- Born: September 15, 1933 Lexington, Kentucky, U.S.
- Died: June 1, 2024 (aged 90)
- Education: College of William and Mary; University of Tennessee; Yale University;
- Known for: Study of Drosophila telomeres
- Scientific career
- Fields: Genetics, cell biology
- Institutions: Massachusetts Institute of Technology
- Thesis: (1970)
- Doctoral advisor: Joseph Gall
- Notable students: Karmella Haynes Thomas Cech

= Mary-Lou Pardue =

American geneticist (1933–2024)

Mary-Lou Pardue (September 15, 1933 – June 1, 2024) was an American geneticist and professor emerita in the Department of Biology at the Massachusetts Institute of Technology, where she originally joined in 1972. Her research focused on the role of telomeres in chromosome replication, particularly in Drosophila (fruit flies). Pardue died on June 1, 2024, at the age of 90.
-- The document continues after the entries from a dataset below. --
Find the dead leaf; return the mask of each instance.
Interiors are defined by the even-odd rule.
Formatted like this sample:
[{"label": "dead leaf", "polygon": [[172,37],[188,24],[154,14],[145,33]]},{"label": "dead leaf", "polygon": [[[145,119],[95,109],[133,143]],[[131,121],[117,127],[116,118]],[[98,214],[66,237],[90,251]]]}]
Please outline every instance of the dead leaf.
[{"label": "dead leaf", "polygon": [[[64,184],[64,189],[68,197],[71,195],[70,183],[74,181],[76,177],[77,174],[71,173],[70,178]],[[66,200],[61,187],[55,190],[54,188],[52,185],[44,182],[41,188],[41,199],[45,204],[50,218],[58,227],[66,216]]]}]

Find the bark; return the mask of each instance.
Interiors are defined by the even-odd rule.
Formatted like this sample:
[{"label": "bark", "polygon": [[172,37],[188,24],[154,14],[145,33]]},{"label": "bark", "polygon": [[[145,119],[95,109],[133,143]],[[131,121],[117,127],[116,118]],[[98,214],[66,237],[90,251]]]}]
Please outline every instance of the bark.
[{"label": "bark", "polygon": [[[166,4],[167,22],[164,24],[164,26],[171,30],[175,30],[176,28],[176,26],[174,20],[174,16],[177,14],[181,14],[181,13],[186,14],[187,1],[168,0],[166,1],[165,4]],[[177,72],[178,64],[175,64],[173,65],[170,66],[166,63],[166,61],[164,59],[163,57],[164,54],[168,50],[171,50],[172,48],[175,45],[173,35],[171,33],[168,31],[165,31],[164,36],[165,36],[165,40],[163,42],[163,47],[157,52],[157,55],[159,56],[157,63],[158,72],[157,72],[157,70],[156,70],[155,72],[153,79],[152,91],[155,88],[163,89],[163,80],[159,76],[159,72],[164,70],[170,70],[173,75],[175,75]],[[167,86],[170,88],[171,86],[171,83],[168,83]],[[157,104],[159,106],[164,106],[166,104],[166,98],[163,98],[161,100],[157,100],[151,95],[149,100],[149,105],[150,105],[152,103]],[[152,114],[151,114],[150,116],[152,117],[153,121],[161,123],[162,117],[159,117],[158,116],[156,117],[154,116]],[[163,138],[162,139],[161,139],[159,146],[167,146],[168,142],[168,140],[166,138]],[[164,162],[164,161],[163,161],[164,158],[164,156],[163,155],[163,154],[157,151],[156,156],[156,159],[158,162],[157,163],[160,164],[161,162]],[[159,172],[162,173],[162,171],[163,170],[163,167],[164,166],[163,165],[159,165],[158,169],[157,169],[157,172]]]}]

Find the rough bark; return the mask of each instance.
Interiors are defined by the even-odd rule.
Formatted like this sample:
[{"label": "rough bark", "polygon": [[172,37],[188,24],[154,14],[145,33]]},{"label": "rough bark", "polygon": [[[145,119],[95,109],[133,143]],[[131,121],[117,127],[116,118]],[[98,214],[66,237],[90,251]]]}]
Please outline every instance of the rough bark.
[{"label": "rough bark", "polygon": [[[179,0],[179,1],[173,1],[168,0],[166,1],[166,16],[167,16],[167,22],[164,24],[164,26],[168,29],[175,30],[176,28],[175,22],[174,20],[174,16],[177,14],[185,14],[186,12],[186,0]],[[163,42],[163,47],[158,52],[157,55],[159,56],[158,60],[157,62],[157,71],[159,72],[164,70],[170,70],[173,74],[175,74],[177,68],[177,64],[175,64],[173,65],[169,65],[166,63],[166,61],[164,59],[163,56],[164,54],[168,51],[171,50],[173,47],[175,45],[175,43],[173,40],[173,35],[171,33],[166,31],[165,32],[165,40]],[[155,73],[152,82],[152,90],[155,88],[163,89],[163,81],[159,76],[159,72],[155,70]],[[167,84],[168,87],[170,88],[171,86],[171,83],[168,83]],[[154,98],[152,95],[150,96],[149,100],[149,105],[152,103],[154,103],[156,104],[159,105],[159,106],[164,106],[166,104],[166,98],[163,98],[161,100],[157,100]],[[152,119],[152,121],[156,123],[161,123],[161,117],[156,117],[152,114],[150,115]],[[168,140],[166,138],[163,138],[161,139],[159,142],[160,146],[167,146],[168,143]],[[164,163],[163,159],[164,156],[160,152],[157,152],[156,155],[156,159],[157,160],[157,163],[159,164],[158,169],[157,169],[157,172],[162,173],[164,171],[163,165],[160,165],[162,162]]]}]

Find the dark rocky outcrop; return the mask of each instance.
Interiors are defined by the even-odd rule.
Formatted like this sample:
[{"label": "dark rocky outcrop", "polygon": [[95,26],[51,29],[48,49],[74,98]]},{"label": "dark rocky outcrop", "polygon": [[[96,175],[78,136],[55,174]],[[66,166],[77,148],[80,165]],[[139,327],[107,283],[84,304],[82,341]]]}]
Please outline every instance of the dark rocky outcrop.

==Early life and education==
Pardue was born in Lexington, Kentucky on September 15, 1933. She received a bachelor's degree in biology in 1955 from the College of William and Mary. Pardue received a master's degree in radiation biology in 1959 from the University of Tennessee, where she had been eligible for a Ph.D. but convinced the department to give her the master's degree instead, later explaining in an interview that "in the society I was in it was quite all right for a wife to be going to school, but getting a Ph.D. was a little too serious". She subsequently worked for several years as a research technician at Oak Ridge National Laboratory before returning to graduate school in 1965 at Yale University, from which she received a Ph.D. in biology in 1970. She worked under the supervision of Joseph Gall, whose support of women in his research laboratory was considered highly unusual at the time. Pardue then became a postdoctoral fellow with Max Birnstiel at the University of Edinburgh.

==Academic career==
As Pardue later described the process, her search for a faculty position in the early 1970s coincided with broad interest in United States academic institutions in hiring women, and she was surprised to be heavily recruited. After initially being rejected by MIT, she was subsequently offered an associate professor position there and accepted it in part because other offers were for more junior assistant professor positions, and in part because the department already had other women faculty. She became a full professor in the department in 1980. In 1995, Pardue became the first Boris Magasanik Professor of Biology. Pardue was among the women faculty who organized with fellow MIT biologist Nancy Hopkins in the mid-1990s to bring complaints of institutional discrimination against women faculty to then-President Charles Vest. In 1994, Pardue was one of 16 women faculty in the School of Science at MIT who drafted and co-signed a letter to the then-Dean of Science (now Chancellor of Berkeley) Robert Birgeneau, which started a campaign to highlight and challenge gender discrimination at MIT.

Pardue became a fellow of the American Association for the Advancement of Science in 1978, a member of the United States National Academy of Sciences in 1983 and a fellow of the American Academy of Arts and Sciences in 1985. She served as the president of the Genetics Society of America in 1982–1983 and of the American Society for Cell Biology in 1985–1986.

==Research==
Pardue's work with Gall on developing the technique of in situ hybridization had been highly influential. Work in her research group at MIT focused on telomeres in the chromosomes of the model organism Drosophila (fruit flies), with particular interest in the retrotransposon elements that maintain Drosophila telomeres, unlike many other organisms in which the enzyme telomerase performs much the same function. Her work is believed to be evolutionarily related to telomerase-generated telomeres, which highlights the theory that parasitic transposable elements could have possibly evolved from mechanisms in the cell that exist to maintain chromosomal health. Pardue's 1969 publication entitled Molecular hybridization of radioactive DNA to the DNA of cytological preparations, focused on the radioactive DNA localization in the nuclei of ovarian cells in Xenopus. Through her work, she was able to conclude that the localization of binding in the oocytes of Xenopus is specific. Pardue also found that hybridization reactions with radioactive DNA were able to discriminate between different types of DNA.

Pardue died on June 1, 2024, at the age of 90.